It marks a 6% drop on the £606 million the year before but is unlikely to calm public anger over rising energy costs.
Centrica said British Gas shed 2% of residential customer accounts in 2013 to 15.3 million as households switched to other suppliers following its move to increase tariffs by 9.2% on average from November as part of a round of painful winter bill rises across the industry.
It added that another 100,000 had quit the group so far this year, but customer switching was now "stabilising" after it scaled back its price rise by 3.2% following a shake-up of the Government's so-called green levies on bills.
Across the group, operating profits were 2% lower at £2.7 billion last year.

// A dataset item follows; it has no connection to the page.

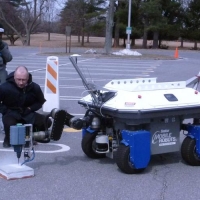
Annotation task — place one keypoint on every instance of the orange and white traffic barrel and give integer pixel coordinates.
(51, 89)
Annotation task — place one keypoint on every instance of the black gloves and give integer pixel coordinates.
(27, 111)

Chief executive Sam Laidlaw admitted that public and investor trust in the energy industry had been "damaged" by the threat of price controls and political intervention.

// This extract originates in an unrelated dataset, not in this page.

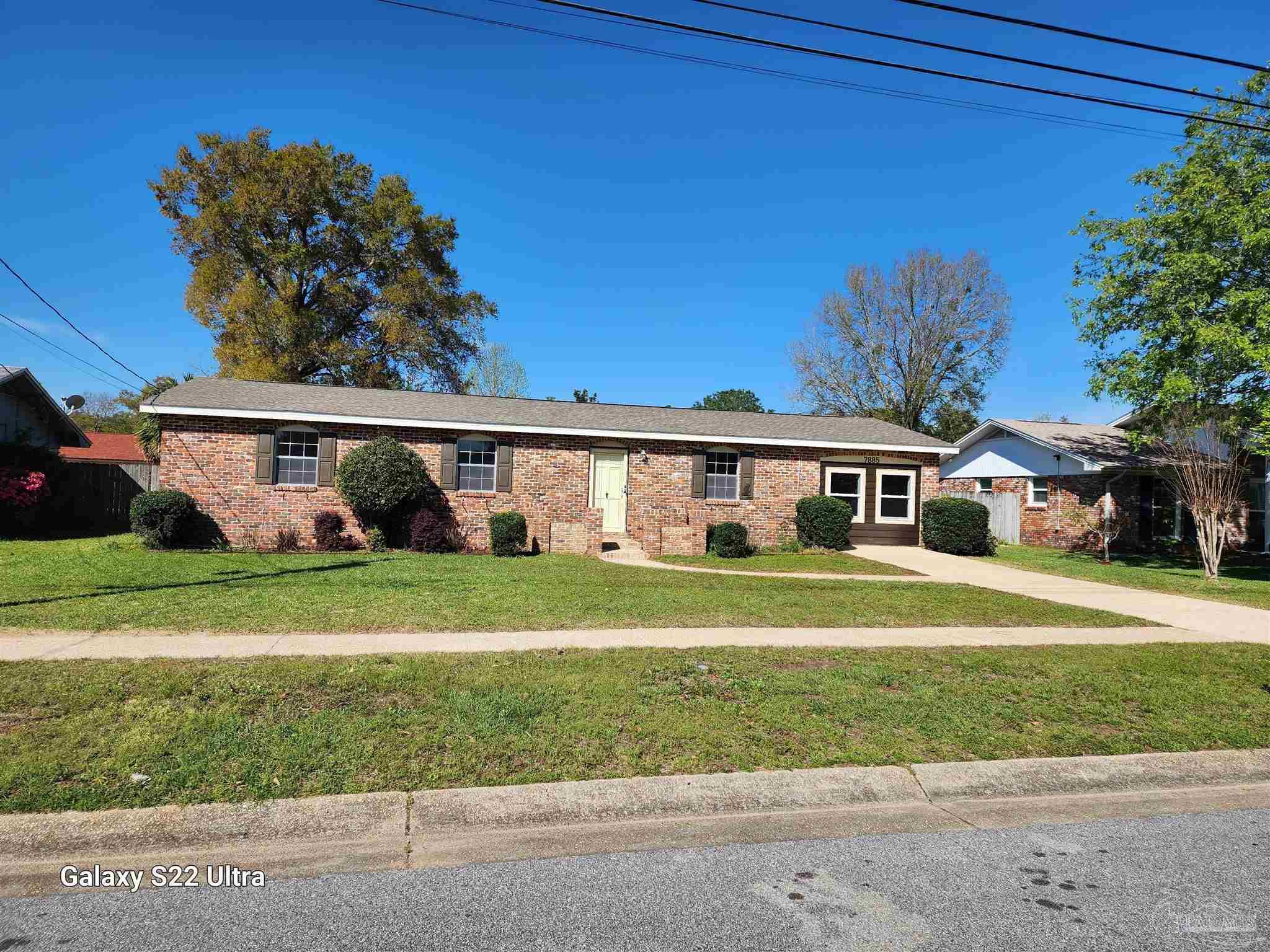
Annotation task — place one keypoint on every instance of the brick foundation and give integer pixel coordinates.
(214, 460)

He attacked Labour leader Ed Miliband's pledge to freeze tariffs if the party wins power, saying it was "not a credible solution".
He said: "We firmly believe that any form of price control in a competitive market is not the answer and is not in the best interests of customers, and this has been clearly demonstrated by experience in other markets.
"Such proposals create both short-term uncertainty for all energy suppliers and longer-term additional costs for customers," he added.
The group's shares have plunged by more than a fifth since autumn following Labour's price freeze pledge, with the stock driven down further after Energy Secretary Ed Davey recently called for a full-scale investigation into the energy market that could see British Gas broken up.
In a letter, Mr Davey urged competition authorities to "think radically" as they consider whether to launch a probe.
Centrica's results showed that higher wholesale prices and unseasonally warm weather at the end of last year saw British Gas suffer an 18% slump in operating profit in the final six months of 2013, which offset a better start to the year.